[fp8] hotfix backward hook (#6053)

* [fp8] hotfix backward hook * [fp8] hotfix pipeline loss accumulation
2025-09-02 17:46:42 +00:00 · 2024-09-11 16:11:25 +08:00
parent c54c4fcd15
commit 13946c4448
6 changed files with 31 additions and 17 deletions
--- a/colossalai/zero/low_level/low_level_optim.py
+++ b/colossalai/zero/low_level/low_level_optim.py
@@ -1,6 +1,6 @@
 # this code is inspired by the DeepSpeed library and implemented with our own design from scratch
 import copy
-from contextlib import contextmanager
+from contextlib import contextmanager, nullcontext
 from functools import partial
 from typing import Dict, Iterator, List, Optional, Tuple
 from weakref import proxy
@@ -88,6 +88,7 @@ class LowLevelZeroOptimizer(OptimizerWrapper):
        master_weights: bool = True,  # master weights
        overlap_allgather: bool = False,
        fp8_communication: bool = False,
+        backward_context=None,
    ):
        super(LowLevelZeroOptimizer, self).__init__(optim=optimizer)

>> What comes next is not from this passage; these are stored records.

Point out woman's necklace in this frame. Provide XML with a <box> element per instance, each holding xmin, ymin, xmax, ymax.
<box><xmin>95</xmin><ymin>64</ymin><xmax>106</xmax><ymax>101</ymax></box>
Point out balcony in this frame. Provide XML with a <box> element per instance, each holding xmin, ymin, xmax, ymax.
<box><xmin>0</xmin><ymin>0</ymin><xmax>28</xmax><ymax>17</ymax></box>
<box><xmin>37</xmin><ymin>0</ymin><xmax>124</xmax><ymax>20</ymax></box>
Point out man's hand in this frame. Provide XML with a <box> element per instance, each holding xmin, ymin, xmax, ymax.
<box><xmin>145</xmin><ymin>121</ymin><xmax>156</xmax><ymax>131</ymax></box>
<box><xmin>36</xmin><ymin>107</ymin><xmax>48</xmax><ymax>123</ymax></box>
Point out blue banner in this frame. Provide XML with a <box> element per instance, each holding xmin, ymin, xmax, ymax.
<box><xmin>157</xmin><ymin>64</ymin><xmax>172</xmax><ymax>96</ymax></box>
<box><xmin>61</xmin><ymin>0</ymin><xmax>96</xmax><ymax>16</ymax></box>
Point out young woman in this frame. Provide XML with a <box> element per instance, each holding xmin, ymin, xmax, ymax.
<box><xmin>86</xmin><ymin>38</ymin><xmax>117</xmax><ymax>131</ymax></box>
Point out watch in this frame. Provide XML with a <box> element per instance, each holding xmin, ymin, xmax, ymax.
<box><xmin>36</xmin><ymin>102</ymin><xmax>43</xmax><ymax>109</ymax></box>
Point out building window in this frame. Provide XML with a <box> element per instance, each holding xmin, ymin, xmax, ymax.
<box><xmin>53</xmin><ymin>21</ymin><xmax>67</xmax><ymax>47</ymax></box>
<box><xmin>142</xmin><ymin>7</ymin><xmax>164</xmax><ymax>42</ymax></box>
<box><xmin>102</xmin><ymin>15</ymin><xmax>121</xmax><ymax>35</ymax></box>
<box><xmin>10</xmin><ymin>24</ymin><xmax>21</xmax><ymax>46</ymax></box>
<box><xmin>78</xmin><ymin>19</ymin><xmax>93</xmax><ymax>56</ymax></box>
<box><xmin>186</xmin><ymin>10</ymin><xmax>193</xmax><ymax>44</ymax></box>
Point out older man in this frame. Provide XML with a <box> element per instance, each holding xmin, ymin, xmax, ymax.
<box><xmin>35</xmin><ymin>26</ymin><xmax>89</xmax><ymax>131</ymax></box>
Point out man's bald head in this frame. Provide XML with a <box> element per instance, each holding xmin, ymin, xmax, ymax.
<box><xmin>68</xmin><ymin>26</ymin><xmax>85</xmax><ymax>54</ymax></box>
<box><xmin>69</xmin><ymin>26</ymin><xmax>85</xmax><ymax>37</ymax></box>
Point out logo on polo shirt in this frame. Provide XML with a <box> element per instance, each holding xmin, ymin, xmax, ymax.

@@ -130,6 +131,7 @@ class LowLevelZeroOptimizer(OptimizerWrapper):
        self._reduce_bucket_size = reduce_bucket_size
        self._communication_dtype = communication_dtype
        self._fp8_communication = fp8_communication
+        self._backward_context = backward_context

        # gradient clipping
        self._clip_grad_norm = clip_grad_norm
@@ -429,7 +431,9 @@ class LowLevelZeroOptimizer(OptimizerWrapper):
        if self.mixed_precision_mixin is not None:
            loss = self.mixed_precision_mixin.pre_backward(loss)

-        loss.backward(retain_graph=retain_graph)
+        ctx = nullcontext() if self._backward_context is None else self._backward_context()
+        with ctx:
+            loss.backward(retain_graph=retain_graph)

        if not self.require_grad_sync:
            return